Open MPI logo

Open MPI User's Mailing List Archives

  |   Home   |   Support   |   FAQ   |   all Open MPI User's mailing list

Subject: [OMPI users] internal error with mpiJava in openmpi-1.9a1r27380
From: Siegmar Gross (Siegmar.Gross_at_[hidden])
Date: 2012-10-10 08:42:52


Hi,

I have built openmpi-1.9a1r27380 with Java support and implemented
a small program that sends some kind of "hello" with Send/Recv.

tyr java 164 make
mpijavac -d /home/fd1026/mpi_classfiles MsgSendRecvMain.java
...

Everything works fine, if I use Solaris 10 x86_84.

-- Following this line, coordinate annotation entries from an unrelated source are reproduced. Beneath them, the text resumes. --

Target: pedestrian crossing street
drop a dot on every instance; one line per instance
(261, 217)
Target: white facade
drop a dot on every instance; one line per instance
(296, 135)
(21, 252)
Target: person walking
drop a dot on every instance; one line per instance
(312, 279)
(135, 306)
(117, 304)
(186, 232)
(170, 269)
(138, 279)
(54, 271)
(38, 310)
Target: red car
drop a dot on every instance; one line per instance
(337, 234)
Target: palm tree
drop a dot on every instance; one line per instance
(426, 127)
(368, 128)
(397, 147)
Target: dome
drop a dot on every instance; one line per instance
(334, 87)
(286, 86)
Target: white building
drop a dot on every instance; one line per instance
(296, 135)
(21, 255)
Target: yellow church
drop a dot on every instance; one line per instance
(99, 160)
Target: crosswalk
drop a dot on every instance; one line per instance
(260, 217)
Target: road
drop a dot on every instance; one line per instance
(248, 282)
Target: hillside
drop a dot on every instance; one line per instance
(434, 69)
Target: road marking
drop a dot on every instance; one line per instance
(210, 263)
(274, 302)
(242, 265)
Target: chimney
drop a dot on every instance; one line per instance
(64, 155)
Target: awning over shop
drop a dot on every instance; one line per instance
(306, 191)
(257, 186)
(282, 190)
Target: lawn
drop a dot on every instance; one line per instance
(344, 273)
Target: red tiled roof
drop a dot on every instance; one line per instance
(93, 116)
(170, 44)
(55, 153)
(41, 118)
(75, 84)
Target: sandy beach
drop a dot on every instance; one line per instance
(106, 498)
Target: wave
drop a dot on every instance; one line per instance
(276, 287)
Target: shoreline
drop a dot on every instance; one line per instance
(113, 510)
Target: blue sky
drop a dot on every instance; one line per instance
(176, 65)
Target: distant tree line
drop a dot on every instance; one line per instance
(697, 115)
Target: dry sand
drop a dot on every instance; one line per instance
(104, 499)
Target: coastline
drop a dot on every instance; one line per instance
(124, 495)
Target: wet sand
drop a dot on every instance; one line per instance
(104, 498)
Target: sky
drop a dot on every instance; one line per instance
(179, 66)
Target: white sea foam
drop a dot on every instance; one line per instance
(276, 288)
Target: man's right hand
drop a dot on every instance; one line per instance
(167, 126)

tyr java 165 mpiexec -np 3 -host sunpc0,sunpc1 \
  java -cp $HOME/mpi_classfiles MsgSendRecvMain

Now 2 processes are sending greetings.

Greetings from process 2:
  message tag: 3
  message length: 6
  message: sunpc1

Greetings from process 1:
  message tag: 3
  message length: 6
  message: sunpc0

Everything works fine, if I use Solaris 10 Sparc.

tyr java 166 mpiexec -np 3 -host rs0,rs1 \
  java -cp $HOME/mpi_classfiles MsgSendRecvMain

Now 2 processes are sending greetings.

Greetings from process 2:
  message tag: 3
  message length: 26
  message: rs1.informatik.hs-fulda.de

Greetings from process 1:
  message tag: 3
  message length: 26
  message: rs0.informatik.hs-fulda.de

The program breaks, if I use both systems.

tyr java 167 mpiexec -np 3 -host rs0,sunpc0 \
  java -cp $HOME/mpi_classfiles MsgSendRecvMain
[rs0.informatik.hs-fulda.de:9621] *** An error occurred in MPI_Comm_dup
[rs0.informatik.hs-fulda.de:9621] *** reported by process [1976500225,0]
[rs0.informatik.hs-fulda.de:9621] *** on communicator MPI_COMM_WORLD
[rs0.informatik.hs-fulda.de:9621] *** MPI_ERR_INTERN: internal error
[rs0.informatik.hs-fulda.de:9621] *** MPI_ERRORS_ARE_FATAL (processes
   in this communicator will now abort,
[rs0.informatik.hs-fulda.de:9621] *** and potentially your MPI job)
[tyr.informatik.hs-fulda.de:22491] 1 more process has sent help message
   help-mpi-errors.txt / mpi_errors_are_fatal
[tyr.informatik.hs-fulda.de:22491] Set MCA parameter
  "orte_base_help_aggregate" to 0 to see all help / error messages

The program breaks, if I use Linux x86_64.

tyr java 168 mpiexec -np 3 -host linpc0,linpc1 \
  java -cp $HOME/mpi_classfiles MsgSendRecvMain
--------------------------------------------------------------------------
It looks like opal_init failed for some reason; your parallel process is
likely to abort. There are many reasons that a parallel process can
fail during opal_init; some of which are due to configuration or
environment problems. This failure appears to be an internal failure;
here's some additional information (which may only be relevant to an
Open MPI developer):

  mca_base_open failed
  --> Returned value -2 instead of OPAL_SUCCESS
--------------------------------------------------------------------------
...

*** An error occurred in MPI_Init
*** on a NULL communicator
*** MPI_ERRORS_ARE_FATAL (processes in this communicator will now abort,
*** and potentially your MPI job)
[linpc0:20277] Local abort before MPI_INIT completed successfully;
  not able to aggregate error messages, and not able to guarantee that
  all other processes were killed!
...

Please let me know if you need more information to track the problem.
Thank you very much for any help in advance.

Kind regards

Siegmar